May 28, 2013

A Jagged Path to Brand Harmony



I stepped into design backwards, I suppose; but it never made less than sense for me. As a student, I studied art, I studied film, I studied jazz, I studied English literature. I got a degree in fiction writing and a teaching credential; before I studied graphic design at UCLA I'd worked as a pianist, a valet, an English teacher, a receptionist, a special effects artist for feature films, a film festival programmer and…as a graphic designer. Believe it or not, I started designing professionally right out of college, working for a non–profit dance company and finding my training through the generosity of a roundelay of professionals and semi-professionals which passed into and out of that company's doors. From photographers I learned retouching, from graphic designers donating their time I learned programs and started to use them to make a part of my living. If it all sounds too flighty, I should point out that many of these pursuits I took on concurrently, and stayed with my various employers, sometimes two at a time, for years on end. Even so, my past efforts don't look like any conventional idea of a consistent pursuit.

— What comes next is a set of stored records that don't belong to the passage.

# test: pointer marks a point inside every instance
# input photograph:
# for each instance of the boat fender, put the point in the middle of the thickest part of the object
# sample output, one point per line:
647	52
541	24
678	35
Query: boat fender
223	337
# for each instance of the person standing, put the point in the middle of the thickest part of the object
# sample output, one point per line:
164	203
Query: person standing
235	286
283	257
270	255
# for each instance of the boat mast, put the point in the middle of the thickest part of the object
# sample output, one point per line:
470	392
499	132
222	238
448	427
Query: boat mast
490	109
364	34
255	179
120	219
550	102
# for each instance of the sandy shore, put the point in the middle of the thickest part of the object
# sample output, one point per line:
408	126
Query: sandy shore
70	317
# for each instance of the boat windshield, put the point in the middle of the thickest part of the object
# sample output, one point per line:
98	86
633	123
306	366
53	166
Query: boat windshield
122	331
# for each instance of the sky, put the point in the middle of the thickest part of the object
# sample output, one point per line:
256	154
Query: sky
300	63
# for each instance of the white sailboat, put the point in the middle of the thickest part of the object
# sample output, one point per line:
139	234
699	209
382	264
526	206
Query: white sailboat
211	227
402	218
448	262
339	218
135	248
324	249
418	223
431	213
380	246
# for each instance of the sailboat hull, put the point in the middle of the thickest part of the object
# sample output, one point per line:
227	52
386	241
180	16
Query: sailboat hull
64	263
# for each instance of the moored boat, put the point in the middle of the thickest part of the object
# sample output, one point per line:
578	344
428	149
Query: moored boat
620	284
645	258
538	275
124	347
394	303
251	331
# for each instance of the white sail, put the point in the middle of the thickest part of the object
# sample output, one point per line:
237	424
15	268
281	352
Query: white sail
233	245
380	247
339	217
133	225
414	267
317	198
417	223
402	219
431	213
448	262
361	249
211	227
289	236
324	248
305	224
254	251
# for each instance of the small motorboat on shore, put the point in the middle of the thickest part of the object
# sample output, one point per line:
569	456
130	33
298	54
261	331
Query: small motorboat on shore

Why collect so many jagged dashes at different careers? The M.O. of the working professional has so often been to pick a single direction and move towards it with singular focus. And yet, I grew up wanting to take in every interest which captivated my attention, and bend it into concert with every other. It's like grabbing snatches of so many rhythms and melodies, and pressing them together until they sound like music. It's not that I was never driven to succeed; most likely it's that, growing up amongst generations of public school teachers and college professors, I came through with a very different idea of what success should mean. In my mind success has always been measured by intrinsic rewards, and things have always been worth doing if they seemed worth doing. Opportunities for personal growth; chances to thread one interest into a weave of many others in the future. It's a philosophy that's led me in many different directions, to find pursuits that might be rewarding simply from their pursuit, and to acquire skills that had no immediate, extrinsic application, but which might be useful at some unspecified, later date. The goal in pursuing such disparate interests might be something like the way my grandfather, an English professor and author of several collegiate textbooks on writing, would take his interest in writing nonsense verse, his obsession with making lists, his passion for collecting folk art and handmade children's toys from cultures all over the world and his drive to paint (albeit to paint in his own, iconoclastic way), and, putting them all together at his fingertips, author and illustrate children's literature, nonsense verse and poetry; and in fact, maybe I was searching for something that would allow me to put my own disparate interests together in a productive pattern, just the way he did.

You can imagine, though, that when you're running even a business based on creativity, and you're hiring personnel, a resume like mine might inspire no great confidence. It must be tempting to pitch it into the round file without trying to parse it all out. Regina Rubino, though, seemed intrigued, and when she interviewed me for work with IMAGE: Global Vision she seemed to want to get to the bottom of it all; to figure out who this person in front of her was (rather than whether I'd done this thing or that thing to check off a list of qualifications), and to gauge whether or not he had the energy, the special tone that is I:GV, and the kind of dedicated work ethic the company requires to succeed. And I:GV is a very unique company, even amongst design firms. Here is a place where individual designers and small groups of designers build gigantic, comprehensive brand narratives, often over the space of years of concentrated investigation and innovative exploration. Here is a place where divergent and disparate ideas are brought to converge together in visual and sensory presentation—a place where visions and dreams for many people are built by a small force of dedicated creative talents, and guided by Regina's own creative energy and her special mixture of searching intellect and emotion.

Since I've been at IMAGE: Global Vision I've tackled challenges of increasing depth and complexity; the demands on my creativity and my sense of organization have been constant. And I find I've been able to apply more and more of my range of experience to the various projects I've been assigned--not only laying out posters and packages, but scanning through clip after clip to find just the right slithering snake footage for a Year of the Snake video (the snake had to be moving, but not sinister in its bent), or writing music for instructional videos on assembling designer walkers. And what I have found is that those experiences resonate with others, and form a kind of harmony of design; one I want to hear years into the future.